Wednesday, July 29, 2020


PHENOMENALITY: *marvelous*
FRYEAN MYTHOS: *adventure*
CAMPBELLIAN FUNCTIONS: *psychological, sociological*

Zelda is a curious concoction, given that she’s based on a Batman-villain whom even the most fervent Bat-fans really didn’t care about. I suspect that writer Lorenzo Semple or one of the producers wanted to find a role for actress Anne Baxter—who would later play another villain in the show’s third season— but that they wanted a role that didn’t require a lot of makeup or costuming.

Aside from a gender-switch, Zelda is a fairly faithful adaptation of a minor Bat-foe from the John Broome story “Batman’s Inescapable Doom-Trap” (DETECTIVE COMICS #276). Zelda’s male analogue is Carnado, a prominent stage performer and escape artist. However, Carnado possesses no ability to devise his own escape-stunts, and he depends entirely on an engineer, Eivol Ekdal, to make them. But Ekdal puts a high price on his phony death-traps, requiring $100,000 apiece. Given that Carnado isn’t rich, for years he’s been committing robberies to pay for Ekdal’s designs, though Carnado is scrupulous enough that he never steals more than the amount he needs.

This time, Ekdal—who conveniently has a shop in Gotham City—unveils his newest invention: a death-trap from which even he, the creator, cannot devise an escape. Carnado understandably replies that this will do him little good in his performances. Ekdal then proclaims that the two of them will lure the World’s Greatest Escape Artist—a certain Gotham crimefighter—into the trap, in order to watch how he escapes it—and then have Batman assassinated to protect themselves. Carnado, not willing to quit show biz, agrees to the scheme. Without dwelling on details, Batman successfully escapes both the trap and the assassination, after which Carnado and Ekdal are captured.

Once again, a Bat-show writer—Lorenzo Semple again-- is obliged to expand on a simply plotted original story. For the first scenes of the first part, Zelda’s relationship with her engineer-ally Ekdal follows Broome’s story closely, though Batman deduces early on that the $100,000 thief is a woman, thanks to her leaving behind traces of perfume. But since he can’t locate the thief, Batman resorts to a ruse to flush her out, circulating the false info that the stolen money was counterfeit. Ekdal and Zelda both believe the ruse, and Ekdal requires Zelda to make another heist. Batman and Robin seek to lay a trap at a jewelry-store, where a fabulous emerald is on display. But though Zelda doesn’t see through the counterfeit-ruse, her woman’s intuition warns her of a setup.
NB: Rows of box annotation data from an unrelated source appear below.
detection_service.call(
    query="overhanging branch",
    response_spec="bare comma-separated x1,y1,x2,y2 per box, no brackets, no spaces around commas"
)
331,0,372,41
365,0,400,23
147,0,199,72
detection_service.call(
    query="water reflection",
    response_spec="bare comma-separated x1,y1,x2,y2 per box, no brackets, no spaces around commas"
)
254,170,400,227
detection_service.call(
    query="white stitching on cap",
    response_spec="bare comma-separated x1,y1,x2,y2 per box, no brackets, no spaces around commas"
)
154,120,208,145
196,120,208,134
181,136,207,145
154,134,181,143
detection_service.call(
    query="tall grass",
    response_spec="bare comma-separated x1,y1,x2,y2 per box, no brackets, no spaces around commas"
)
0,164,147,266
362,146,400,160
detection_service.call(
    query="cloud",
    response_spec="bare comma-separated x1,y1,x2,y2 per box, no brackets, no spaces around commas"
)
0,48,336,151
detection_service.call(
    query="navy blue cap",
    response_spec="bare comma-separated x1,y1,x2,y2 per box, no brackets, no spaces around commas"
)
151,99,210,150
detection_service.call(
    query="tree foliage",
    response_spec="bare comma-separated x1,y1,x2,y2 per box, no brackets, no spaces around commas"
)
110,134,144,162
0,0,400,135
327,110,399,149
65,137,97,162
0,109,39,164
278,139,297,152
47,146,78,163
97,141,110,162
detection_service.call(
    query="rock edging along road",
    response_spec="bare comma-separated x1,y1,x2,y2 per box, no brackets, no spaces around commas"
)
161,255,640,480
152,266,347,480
Though she makes a sort of illusory appearance at the store, Zelda chooses a different source of revenue: kidnapping Harriet Cooper, aunt to the ward of wealthy Bruce Wayne.
The episode’s first part ends with Aunt Harriet wearing a straight jacket and being dangled above a fire-pit, while Zelda sits to one side, indifferent to the old woman’s distress.

In the second part, Robin and Bruce Wayne rush to televise a plea to the kidnapper, revealing the duplicity of the counterfeit-hoax. Zelda, advised that she no longer needs the ransom, shows her softer side by releasing Aunt Harriet sans ransom. Ekdal accepts Zelda’s ill-gotten gains as payment for the doom-trap, but before the two crooks can lure the crimefighters to their lair, the heroes find their way to Ekdal’s hideout by other means, partly due to Zelda’s careless appearance at the jewelry store. Two gangsters lie in wait, ready to gun down the Duo when and if they break out of the trap. However, even when the heroes burst free, Zelda has a last-minute change of heart, and warns Batman and Robin. They survive, the crooks don’t (two more of the rare real deaths on the show), and Ekdal and Zelda go to jail. In a coda, Bruce Wayne visits Zelda in prison, and promises that when she’s released he’ll help her get a job as a children’s entertainer. Her enthusiastic agreement comprises the episode’s campiest moment.

Zelda’s actions and character traits are wildly inconsistent, but these lapses aren’t what makes her the BATMAN show’s first bad villain. Despite her supposed gifts of illusionism, Zelda is a singularly unimaginative creation, even allowing that the original template was not much better. In an early scene Robin wonders if the unidentified female fiend might be Catwoman, apparently just because villainesses were a rarity in the Bat-cosmos. Zelda is so bland that she’s not only leagues beneath Catwoman, she’s not even on the same level with Baxter’s later creation Olga of the Cossacks. Jack Kruschen plays the “mad Albanian” Ekdal with a bit more flair, and the episode might’ve been better had he been the main heavy—but probably not by much.